Reconstructing NOD-like receptor alleles with high internal conservation in Podospora anserina using long-read sequencing
Data files
Jan 28, 2025 version files 217.76 MB
-
FixingHetDEdata_v2.zip
217.75 MB
-
README.md
4.55 KB
Feb 05, 2025 version files 217.76 MB
-
FixingHetDEdata_v2.zip
217.75 MB
-
README.md
4.73 KB
Abstract
NOD-like receptors (NLRs) are intracellular immune receptors that detect pathogen-associated cues and trigger defense mechanisms, including regulated cell death. In filamentous fungi, some NLRs mediate heterokaryon incompatibility, a self/non-self recognition process that prevents the vegetative fusion of genetically distinct individuals, reducing the risk of parasitism. The het-d and het-e NLRs in Podospora anserina are highly polymorphic incompatibility genes (het genes) whose products recognize different alleles of the het-c gene via a sensor domain composed of WD40 repeats. These repeats display unusually high sequence identities maintained by concerted evolution. However, some sites within individual repeats are hypervariable and under diversifying selection. Despite extensive genetic studies, inconsistencies in the reported WD40 domain sequence have hindered functional and evolutionary analyses. Here we demonstrate that the WD40 domain can be accurately reconstructed from long-read sequencing (Oxford Nanopore and PacBio) data, but not from Illumina-based assemblies. Functional alleles are usually formed by 11 highly conserved repeats, with different repeat combinations underlying the same phenotypic het-d and het-e incompatibility reactions. Protein structure models suggest that their WD40 domain folds into two 7-blade β-propellers composed of the highly conserved repeats, as well as three cryptic divergent repeats at the C-terminus. We additionally show that one particular het-e allele does not have an incompatibility reaction with common het-c alleles, despite being 11-repeats long. Our findings provide a robust foundation for future research into the molecular mechanisms and evolutionary dynamics of het NLRs, while also highlighting both the fragility and the flexibility of β-propellers as immune sensor domains.

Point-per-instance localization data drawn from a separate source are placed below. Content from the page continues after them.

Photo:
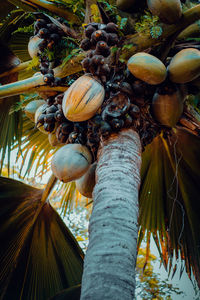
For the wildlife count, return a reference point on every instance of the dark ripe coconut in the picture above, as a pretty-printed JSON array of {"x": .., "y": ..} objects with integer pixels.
[
  {"x": 31, "y": 108},
  {"x": 168, "y": 11},
  {"x": 70, "y": 162},
  {"x": 53, "y": 141},
  {"x": 167, "y": 109},
  {"x": 86, "y": 183},
  {"x": 82, "y": 100},
  {"x": 41, "y": 110},
  {"x": 185, "y": 66},
  {"x": 33, "y": 46},
  {"x": 147, "y": 67}
]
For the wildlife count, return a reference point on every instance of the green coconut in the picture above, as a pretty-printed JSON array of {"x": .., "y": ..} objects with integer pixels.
[
  {"x": 185, "y": 66},
  {"x": 86, "y": 183},
  {"x": 147, "y": 67},
  {"x": 70, "y": 162},
  {"x": 168, "y": 11},
  {"x": 31, "y": 108},
  {"x": 167, "y": 109},
  {"x": 33, "y": 46}
]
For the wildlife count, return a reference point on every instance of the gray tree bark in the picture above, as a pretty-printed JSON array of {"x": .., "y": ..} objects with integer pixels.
[{"x": 109, "y": 266}]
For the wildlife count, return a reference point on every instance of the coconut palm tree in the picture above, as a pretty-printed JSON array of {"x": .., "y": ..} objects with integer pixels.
[{"x": 140, "y": 181}]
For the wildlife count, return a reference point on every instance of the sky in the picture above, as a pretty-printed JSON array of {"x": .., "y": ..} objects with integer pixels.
[{"x": 183, "y": 283}]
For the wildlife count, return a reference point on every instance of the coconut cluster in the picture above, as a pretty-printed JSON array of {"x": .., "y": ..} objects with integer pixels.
[
  {"x": 99, "y": 39},
  {"x": 48, "y": 35},
  {"x": 144, "y": 94}
]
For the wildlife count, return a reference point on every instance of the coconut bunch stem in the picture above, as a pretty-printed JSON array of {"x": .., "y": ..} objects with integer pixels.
[
  {"x": 74, "y": 65},
  {"x": 48, "y": 188},
  {"x": 54, "y": 9}
]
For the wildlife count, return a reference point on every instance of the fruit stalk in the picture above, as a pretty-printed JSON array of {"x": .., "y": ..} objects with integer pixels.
[
  {"x": 16, "y": 69},
  {"x": 56, "y": 10},
  {"x": 22, "y": 86},
  {"x": 50, "y": 184},
  {"x": 74, "y": 65}
]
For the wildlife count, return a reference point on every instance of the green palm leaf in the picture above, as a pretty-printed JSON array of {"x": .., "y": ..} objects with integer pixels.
[
  {"x": 71, "y": 293},
  {"x": 38, "y": 256},
  {"x": 168, "y": 197}
]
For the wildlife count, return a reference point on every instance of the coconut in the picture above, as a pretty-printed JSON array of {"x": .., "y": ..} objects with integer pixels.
[
  {"x": 168, "y": 11},
  {"x": 31, "y": 108},
  {"x": 167, "y": 109},
  {"x": 33, "y": 46},
  {"x": 185, "y": 66},
  {"x": 70, "y": 162},
  {"x": 147, "y": 68},
  {"x": 82, "y": 100}
]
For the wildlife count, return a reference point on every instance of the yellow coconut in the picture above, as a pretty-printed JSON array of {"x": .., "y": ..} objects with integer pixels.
[
  {"x": 70, "y": 162},
  {"x": 168, "y": 11},
  {"x": 147, "y": 68},
  {"x": 31, "y": 108},
  {"x": 86, "y": 183},
  {"x": 82, "y": 100},
  {"x": 185, "y": 66}
]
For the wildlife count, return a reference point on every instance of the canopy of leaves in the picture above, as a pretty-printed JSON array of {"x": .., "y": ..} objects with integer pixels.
[
  {"x": 38, "y": 254},
  {"x": 168, "y": 197}
]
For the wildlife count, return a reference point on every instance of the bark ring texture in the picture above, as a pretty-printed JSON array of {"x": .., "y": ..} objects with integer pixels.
[{"x": 109, "y": 267}]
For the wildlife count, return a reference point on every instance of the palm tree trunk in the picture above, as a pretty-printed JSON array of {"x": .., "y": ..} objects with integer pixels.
[{"x": 109, "y": 267}]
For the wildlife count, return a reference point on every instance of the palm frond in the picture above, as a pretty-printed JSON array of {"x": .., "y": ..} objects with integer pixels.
[
  {"x": 38, "y": 256},
  {"x": 168, "y": 197},
  {"x": 73, "y": 293}
]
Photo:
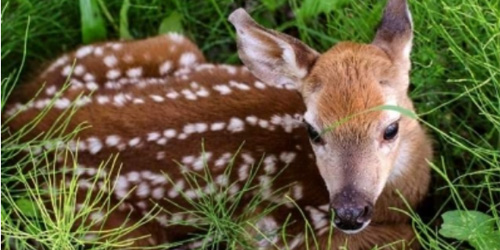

README: Reconstructing NOD-like receptor alleles with high internal conservation in Podospora anserina using long-read sequencing
https://doi.org/10.5061/dryad.h18931zww
Principle Investigator Contact Information
Name: S. Lorena Ament-Velásquez
Institution: Stockholm University
ORCID: https://orcid.org/0000-0003-3371-9292
Dataset Overview
This dataset contains the whole genome assemblies required to replicate analyses in Ament-Velásquez et al. (2025), where we show that the WD40 repetitive domain of the NOD-like receptors het-e, het-d, and het-r from the fungus Podospora anserina can be reconstructed from long-read sequencing (Oxford Nanopore Technology and PacBio) data, but not from Illumina-based assemblies.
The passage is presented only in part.